Here is what I am trying to do:
- I want to use the discrete Kolmogorov-Smirov Goodness-of-fit test, which is currently only available in R. Further, R has the normal KS test as well -- I do not want to use this test.
- I am a python user, so need to port the discrete KS test to python, to do this I am trying to use
rpy2
.
The problem I am facing, as detailed in more statistical detail here, is that rpy2
seems to replace the imported discrete test with the standard version. I know this because it does not produce the right answer when tested.
Attempts so far
import rpy2.robjects.packages as r
utils = r.importr("utils")
package_name = "dgof"
utils.install_packages(package_name)
results in
/home/usr/anaconda3/lib/python3.6/site-packages/rpy2/rinterface/__init__.py:146: RRuntimeWarning:
warnings.warn(x, RRuntimeWarning)
/home/usr/anaconda3/lib/python3.6/site-packages/rpy2/rinterface/__init__.py:146: RRuntimeWarning:
warnings.warn(x, RRuntimeWarning)
/home/usr/anaconda3/lib/python3.6/site-packages/rpy2/rinterface/__init__.py:146: RRuntimeWarning: The downloaded source packages are in
‘/tmp/RtmpTBas6a/downloaded_packages’
warnings.warn(x, RRuntimeWarning)
/home/usr/anaconda3/lib/python3.6/site-packages/rpy2/rinterface/__init__.py:146: RRuntimeWarning: Updating HTML index of packages in '.Library'
warnings.warn(x, RRuntimeWarning)
/home/usr/anaconda3/lib/python3.6/site-packages/rpy2/rinterface/__init__.py:146: RRuntimeWarning: Making 'packages.html' ...

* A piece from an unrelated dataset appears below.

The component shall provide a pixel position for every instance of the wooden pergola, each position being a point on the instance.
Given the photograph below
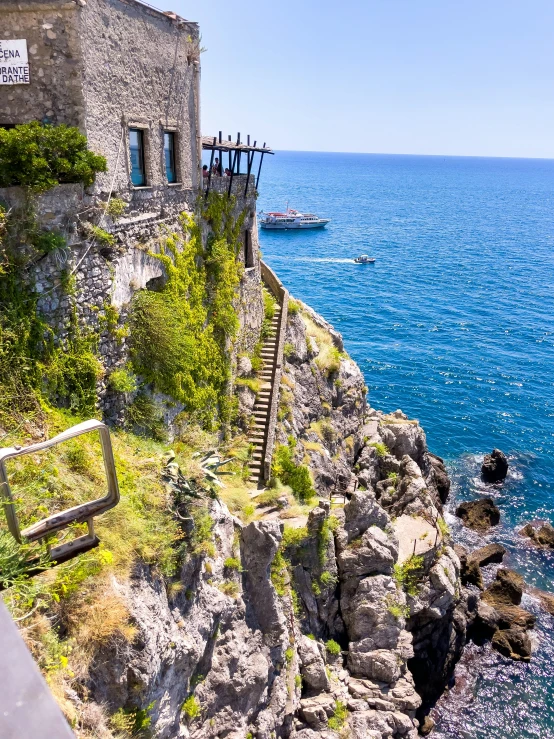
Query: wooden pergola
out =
(235, 150)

warnings.warn(x, RRuntimeWarning)
/home/usr/anaconda3/lib/python3.6/site-packages/rpy2/rinterface/__init__.py:146: RRuntimeWarning: done
warnings.warn(x, RRuntimeWarning)
rpy2.rinterface.NULL
Ok, so far so good, that should have installed it. So lets import it:
# Import Discrete goodness-of-fit package which includes KS and CVM tests.
dgof = rpackages.importr('dgof')
Has it really imported it? Lets see:
env = r.wherefrom('dgof')
returns
/home/usr/anaconda3/lib/python3.6/site-packages/rpy2/rinterface/__init__.py:146: RRuntimeWarning: Error: object 'dgof' not found
warnings.warn(x, RRuntimeWarning)
/home/usr/anaconda3/lib/python3.6/site-packages/rpy2/rinterface/__init__.py:146: RRuntimeWarning: In addition:
warnings.warn(x, RRuntimeWarning)
/home/usr/anaconda3/lib/python3.6/site-packages/rpy2/rinterface/__init__.py:146: RRuntimeWarning: Warning message:
warnings.warn(x, RRuntimeWarning)
/home/usr/anaconda3/lib/python3.6/site-packages/rpy2/rinterface/__init__.py:146: RRuntimeWarning: In (function (x, y, ..., alternative = c("two.sided", "less", "greater"), :
warnings.warn(x, RRuntimeWarning)
/home/usr/anaconda3/lib/python3.6/site-packages/rpy2/rinterface/__init__.py:146: RRuntimeWarning:
warnings.warn(x, RRuntimeWarning)
/home/usr/anaconda3/lib/python3.6/site-packages/rpy2/rinterface/__init__.py:146: RRuntimeWarning: cannot compute correct p-values with ties
warnings.warn(x, RRuntimeWarning)
warnings.warn(x, RRuntimeWarning)
Ok that's weird, but maybe it works anyway, lets see (this is exactly the same example as used on the R side and should return D = 0.66667, p-value = 0.07407
) :
import rpy2.robjects.numpy2ri
rpy2.robjects.numpy2ri.activate()
import numpy as np
a = np.array([1,1,1])
b = np.arange(1,3)
dgof.ks_test(a,b)
returns
D = 0.5, p-value = 0.925086
If this doesn't mean anything to you that's fine, what you need to know is that it is wrong. It seems to be wrong because, somehow, the standard ks_test
is being loaded in place of the discrete one (the one we talk about in item 2 in the above list). Lets verify, by loading the standard library and the KS test:
from rpy2.robjects.packages import importr
base = importr('base')
stats = importr('stats')
import rpy2.robjects.numpy2ri
rpy2.robjects.numpy2ri.activate()
import numpy as np
a = np.array([1,1,1])
b = np.arange(1,3)
stats.ks_test(a,b)
returns
D = 0.5, p-value = 0.925086
So that's cool -- does anyone know why this may be happening?
NOTE: this question is related to my other question, but with lots more detail on the python side of things.